Challenge and context: scale, consistency and educational intent
Designing schools at a system level brings unique pressures. Projects must respond to tight budgets, varied sites and fast timelines, while also serving diverse communities and learning needs. Without a clear educational lens, there is a risk that schools look modern but fail to support contemporary teaching practice, or to respond to local needs. A school in rural Western Australia doesn't have the same needs as one in an urban centre.
The challenge was to create a set of design drivers and a toolkit that make it easy to embed learning-first thinking into design decisions. The second challenge was making sure that this would work across multiple schools and contexts.

Insight and approach: translating pedagogy into practical design
We focused on how teachers and students experience school environments every day, identifying patterns that either support or constrain learning. This work highlighted the importance of clarity, flexibility and usability in school design.

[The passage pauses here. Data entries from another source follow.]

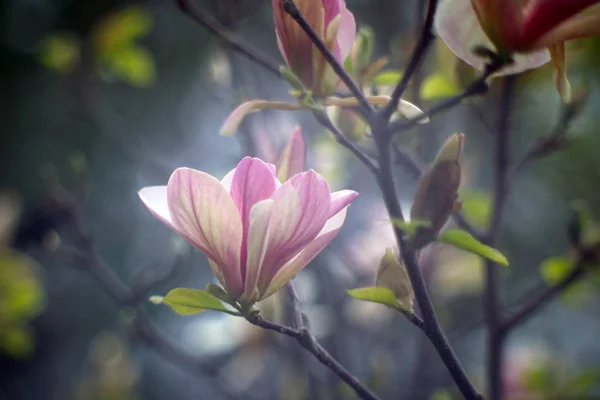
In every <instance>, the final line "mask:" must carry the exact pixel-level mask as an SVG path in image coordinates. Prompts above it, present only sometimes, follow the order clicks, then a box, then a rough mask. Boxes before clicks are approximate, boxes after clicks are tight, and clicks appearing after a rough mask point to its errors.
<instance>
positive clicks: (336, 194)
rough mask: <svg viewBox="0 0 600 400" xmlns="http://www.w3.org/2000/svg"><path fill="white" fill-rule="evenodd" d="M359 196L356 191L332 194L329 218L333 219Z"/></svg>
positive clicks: (331, 197) (346, 191) (329, 205)
mask: <svg viewBox="0 0 600 400" xmlns="http://www.w3.org/2000/svg"><path fill="white" fill-rule="evenodd" d="M356 196H358V193H356V192H355V191H354V190H340V191H339V192H334V193H331V204H330V205H329V218H332V217H333V216H335V215H336V214H337V213H339V212H340V211H341V210H342V209H344V208H346V207H347V206H348V204H350V202H351V201H352V200H354V199H355V198H356Z"/></svg>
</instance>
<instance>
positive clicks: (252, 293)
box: [240, 199, 274, 303]
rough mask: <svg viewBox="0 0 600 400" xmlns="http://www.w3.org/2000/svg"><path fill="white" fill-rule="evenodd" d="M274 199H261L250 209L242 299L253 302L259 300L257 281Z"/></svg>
mask: <svg viewBox="0 0 600 400" xmlns="http://www.w3.org/2000/svg"><path fill="white" fill-rule="evenodd" d="M273 204H274V201H273V200H272V199H267V200H263V201H260V202H258V203H256V204H255V205H254V207H252V210H251V211H250V226H249V228H248V258H247V261H246V275H245V277H244V294H243V295H242V297H241V298H240V301H241V302H242V303H243V302H246V303H252V302H254V301H256V300H258V297H259V293H258V290H257V288H256V283H257V281H258V277H259V274H260V270H261V268H262V264H263V261H264V258H265V254H266V251H267V245H268V243H269V235H270V229H269V222H270V218H271V213H272V211H273Z"/></svg>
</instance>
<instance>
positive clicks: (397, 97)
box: [381, 0, 438, 121]
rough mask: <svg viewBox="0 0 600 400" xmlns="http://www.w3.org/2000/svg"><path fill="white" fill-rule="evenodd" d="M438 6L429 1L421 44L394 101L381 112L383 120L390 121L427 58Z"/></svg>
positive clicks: (407, 67)
mask: <svg viewBox="0 0 600 400" xmlns="http://www.w3.org/2000/svg"><path fill="white" fill-rule="evenodd" d="M421 1H424V0H421ZM437 5H438V0H429V2H428V6H427V15H426V17H425V24H424V25H423V30H422V32H421V36H420V38H419V42H418V43H417V46H416V48H415V50H414V51H413V53H412V56H411V58H410V61H409V62H408V65H407V66H406V69H405V70H404V73H403V74H402V78H401V79H400V82H398V85H396V87H395V88H394V91H393V92H392V99H391V100H390V102H389V104H388V105H387V107H385V108H384V109H383V110H382V111H381V119H382V120H385V121H389V119H390V117H391V116H392V114H393V113H394V111H396V108H397V107H398V103H399V102H400V98H401V97H402V95H403V94H404V92H405V91H406V88H407V87H408V83H409V82H410V80H411V78H412V77H413V75H414V74H415V73H416V72H417V70H418V68H419V66H420V64H421V61H422V60H423V57H425V54H426V53H427V49H428V48H429V45H430V44H431V42H432V41H433V39H434V38H435V37H434V36H433V33H432V32H431V30H432V27H433V20H434V17H435V11H436V10H437Z"/></svg>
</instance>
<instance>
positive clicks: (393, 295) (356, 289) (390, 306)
mask: <svg viewBox="0 0 600 400" xmlns="http://www.w3.org/2000/svg"><path fill="white" fill-rule="evenodd" d="M347 293H348V294H349V295H350V296H351V297H354V298H355V299H357V300H363V301H369V302H372V303H379V304H384V305H386V306H388V307H392V308H396V309H397V308H399V306H398V303H397V301H396V296H395V295H394V292H392V291H391V290H390V289H388V288H384V287H366V288H359V289H350V290H347Z"/></svg>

- Teachers teach more confidently in spaces that are intuitive and adaptable
- Learning benefits from visibility, connection and access to shared areas
- Simple design moves often have greater impact than complex features
- Schools need environments that can flex as pedagogy and enrolments change
These insights shaped guidance that connected curriculum intent directly to spatial decisions, ensuring design choices were purposeful rather than cosmetic.
By grounding the work in everyday practice, the approach supported designs that teachers could genuinely use and trust.
Co-design and engagement: aligning stakeholders around learning
Educators, families and Department teams contributed insights through workshops that surfaced authentic routines and conditions. The Toolkit we published through the Government of Western Australia illustrates how each principle can translate into practical space design strategies, helping schools imagine what design could offer in their local context.
Best of all, the Toolkit works for refurbishments and minor adaptations just as well as in new builds.

Outcomes and impact: schools built for use, not just completion
The work resulted in clearer alignment between school design and contemporary learning needs across Western Australia. This enables:
- School environments that better support collaboration, focus and movement
- Greater confidence among teachers using new and refurbished spaces
- More consistent learning experiences across different schools
- Design guidance that supports long-term adaptability and value
As a result, new schools are better equipped to support teaching and learning from the moment they open, while remaining flexible enough to evolve over time.